Saturday, January 7, 2012

"The Myth of Japan's Failure"

First pointed out by Kel Kelly at the Mises website last April, the idea that Japan is thriving is finally dawning on the mainstream.
Time and again, Americans are told to look to Japan as a warning of what the country might become if the right path is not followed, although there is intense disagreement about what that path might be. Here, for instance, is how the CNN analyst David Gergen has described Japan: “It’s now a very demoralized country and it has really been set back.”

But that presentation of Japan is a myth. By many measures, the Japanese economy has done very well during the so-called lost decades, which started with a stock market crash in January 1990. By some of the most important measures, it has done a lot better than the United States.

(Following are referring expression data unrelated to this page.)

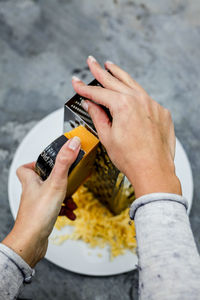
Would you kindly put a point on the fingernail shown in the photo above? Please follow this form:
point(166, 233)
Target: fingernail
point(109, 62)
point(84, 105)
point(75, 78)
point(92, 59)
point(74, 143)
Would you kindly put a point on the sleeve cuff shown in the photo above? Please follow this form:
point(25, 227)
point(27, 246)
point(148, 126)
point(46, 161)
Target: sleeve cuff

Japan has succeeded in delivering an increasingly affluent lifestyle to its people despite the financial crash. In the fullness of time, it is likely that this era will be viewed as an outstanding success story.

As Mr. Kelly pointed out (and this author alludes to), the myth of Japanese stagnation is due to a lack of monetary inflation. It is impossible for Keynesian-trained economists to even imagine economic growth if GDP doesn't rise. But Japan's central bank has kept a remarkably tight rein on the nation's base money supply for over a decade resulting in price inflation of near zero. If there's no additional money being supplied, the dollar (or yen) figures cannot increase. Meanwhile, though, the Japanese have continued to invest, produce and prosper.

Now that the cat is gradually crawling out of the bag, instead of holding Japan up as the model of economic failure, perhaps we can begin to point to it as an example of capitalistic success.